While testing our code on a Solaris 10 box with Tesla C870 GPU we found that our kernel executes asynchronously even though we have not specified it to do so.
What we knew is that unless sepcified the kernel and the host code run in a synchonous manner.

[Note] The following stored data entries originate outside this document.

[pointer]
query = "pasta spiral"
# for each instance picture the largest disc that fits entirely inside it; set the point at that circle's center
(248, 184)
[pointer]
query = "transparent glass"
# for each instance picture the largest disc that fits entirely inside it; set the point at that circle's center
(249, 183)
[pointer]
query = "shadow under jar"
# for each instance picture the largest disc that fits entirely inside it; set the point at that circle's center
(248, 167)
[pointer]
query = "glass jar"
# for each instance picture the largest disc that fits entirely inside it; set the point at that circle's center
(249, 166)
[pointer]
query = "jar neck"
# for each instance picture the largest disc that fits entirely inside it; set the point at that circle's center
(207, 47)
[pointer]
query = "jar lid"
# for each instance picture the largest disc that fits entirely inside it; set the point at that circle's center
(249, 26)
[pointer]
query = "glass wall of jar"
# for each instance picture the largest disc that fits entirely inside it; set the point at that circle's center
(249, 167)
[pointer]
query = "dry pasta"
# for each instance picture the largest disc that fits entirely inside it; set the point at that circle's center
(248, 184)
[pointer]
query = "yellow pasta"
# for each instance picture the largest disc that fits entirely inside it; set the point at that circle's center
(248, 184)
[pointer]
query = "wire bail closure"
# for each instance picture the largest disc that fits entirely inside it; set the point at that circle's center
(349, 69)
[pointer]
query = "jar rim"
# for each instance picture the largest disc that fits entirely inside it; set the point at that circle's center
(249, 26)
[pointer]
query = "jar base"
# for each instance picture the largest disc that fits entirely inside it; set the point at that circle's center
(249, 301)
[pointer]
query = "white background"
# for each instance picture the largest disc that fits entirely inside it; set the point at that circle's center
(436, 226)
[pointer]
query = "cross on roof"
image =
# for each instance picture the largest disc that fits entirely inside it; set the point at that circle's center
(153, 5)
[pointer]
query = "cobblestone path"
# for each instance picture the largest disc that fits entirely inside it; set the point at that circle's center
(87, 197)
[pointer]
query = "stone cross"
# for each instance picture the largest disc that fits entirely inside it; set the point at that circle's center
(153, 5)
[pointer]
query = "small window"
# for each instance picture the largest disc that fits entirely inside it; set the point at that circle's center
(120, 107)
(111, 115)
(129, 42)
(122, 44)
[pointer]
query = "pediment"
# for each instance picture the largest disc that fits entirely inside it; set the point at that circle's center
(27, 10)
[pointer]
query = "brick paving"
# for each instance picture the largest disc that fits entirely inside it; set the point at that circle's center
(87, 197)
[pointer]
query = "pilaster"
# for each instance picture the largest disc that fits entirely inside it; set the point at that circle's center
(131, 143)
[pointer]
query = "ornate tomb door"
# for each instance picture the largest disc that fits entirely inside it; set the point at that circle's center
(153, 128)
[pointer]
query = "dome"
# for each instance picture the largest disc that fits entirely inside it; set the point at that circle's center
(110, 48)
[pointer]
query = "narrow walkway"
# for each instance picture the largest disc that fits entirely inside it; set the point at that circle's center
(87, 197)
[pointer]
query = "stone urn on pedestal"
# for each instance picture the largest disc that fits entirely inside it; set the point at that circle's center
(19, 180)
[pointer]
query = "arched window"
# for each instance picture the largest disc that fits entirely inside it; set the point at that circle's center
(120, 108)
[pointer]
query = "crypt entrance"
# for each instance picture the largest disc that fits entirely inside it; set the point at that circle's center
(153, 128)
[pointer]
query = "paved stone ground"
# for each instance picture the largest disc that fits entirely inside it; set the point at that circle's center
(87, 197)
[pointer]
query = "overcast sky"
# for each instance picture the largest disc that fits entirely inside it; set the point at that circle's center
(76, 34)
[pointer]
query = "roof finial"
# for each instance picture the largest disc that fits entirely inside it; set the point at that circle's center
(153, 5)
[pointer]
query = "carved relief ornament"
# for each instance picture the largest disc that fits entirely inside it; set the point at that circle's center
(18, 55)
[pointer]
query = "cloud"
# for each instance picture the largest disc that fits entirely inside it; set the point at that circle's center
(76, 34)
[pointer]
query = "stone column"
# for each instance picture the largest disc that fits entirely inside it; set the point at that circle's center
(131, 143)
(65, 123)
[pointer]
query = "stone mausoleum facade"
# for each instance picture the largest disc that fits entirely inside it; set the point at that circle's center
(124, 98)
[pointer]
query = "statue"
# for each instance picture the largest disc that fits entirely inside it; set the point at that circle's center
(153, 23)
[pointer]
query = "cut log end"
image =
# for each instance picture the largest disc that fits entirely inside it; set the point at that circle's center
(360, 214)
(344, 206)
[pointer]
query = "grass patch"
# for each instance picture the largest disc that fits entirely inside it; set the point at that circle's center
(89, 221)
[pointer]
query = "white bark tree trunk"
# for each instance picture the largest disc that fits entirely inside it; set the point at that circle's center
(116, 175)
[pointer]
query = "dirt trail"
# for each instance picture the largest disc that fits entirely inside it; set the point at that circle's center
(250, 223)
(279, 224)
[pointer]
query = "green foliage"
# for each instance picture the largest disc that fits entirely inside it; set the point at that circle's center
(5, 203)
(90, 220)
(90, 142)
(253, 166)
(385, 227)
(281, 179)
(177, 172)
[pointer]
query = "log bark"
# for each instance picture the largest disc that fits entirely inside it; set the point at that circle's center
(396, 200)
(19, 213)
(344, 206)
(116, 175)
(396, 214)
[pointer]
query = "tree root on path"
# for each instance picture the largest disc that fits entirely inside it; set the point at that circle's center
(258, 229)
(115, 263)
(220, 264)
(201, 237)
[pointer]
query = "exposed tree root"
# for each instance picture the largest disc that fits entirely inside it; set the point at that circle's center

The code snippet is as follows:
//Computing Covariance on GPU
dim3 cv_grid(SYMBOL_COUNT,SYMBOL_COUNT,1);
dim3 cv_block(1,1,1);
CUT_SAFE_CALL(cutResetTimer(timer));
CUT_SAFE_CALL(cutStartTimer(timer));
cv_kernel<<<cv_grid, cv_block>>>(sym_data, avg_data, cv_data);
// check if kernel execution generated an error
CUT_CHECK_ERROR("Kernel Execution Failed!");
//copy covariance result from device to host
CUT_SAFE_CALL( cutStopTimer( timer));
printf("Time taken by GPU to compute covariance is: %f (ms)\n", cutGetTimerValue( timer));
CUT_SAFE_CALL(cutResetTimer(timer));
CUT_SAFE_CALL(cutStartTimer(timer));
CUDA_SAFE_CALL( cudaMemcpy(h_cv_data,cv_data, cv_mem_size,
cudaMemcpyDeviceToHost));
CUT_SAFE_CALL( cutStopTimer( timer));
printf("Result transfer time is: %f (ms)\n", cutGetTimerValue( timer));
CUT_SAFE_CALL( cutDeleteTimer( timer));
// cleanup memory
CUDA_SAFE_CALL(cudaFreeHost(h_sym_data));
free(h_avg_data);
CUDA_SAFE_CALL(cudaFreeHost(h_cv_data));
CUDA_SAFE_CALL(cudaFree(sym_data));
CUDA_SAFE_CALL(cudaFree(avg_data));
CUDA_SAFE_CALL(cudaFree(cv_data));
In this code after careful analysis we realised that the first timer gives us the time taken by the system to fork the kernel process, while the host transfer time actually includes the kernel processing time. This is how we got to the conclusion. On commenting out the cudaMemcpy line and its timers, the first timer for the kernel was showing us 0.008 ms but inspite of that the entire program took > 4mins, while actually it shud have taken not more than a second. On the other hand, after commenting out the kernel call
the program ran in no time. We observed that the main waits for the kernel to complete execution and only then it exits even though the host code is completely executed.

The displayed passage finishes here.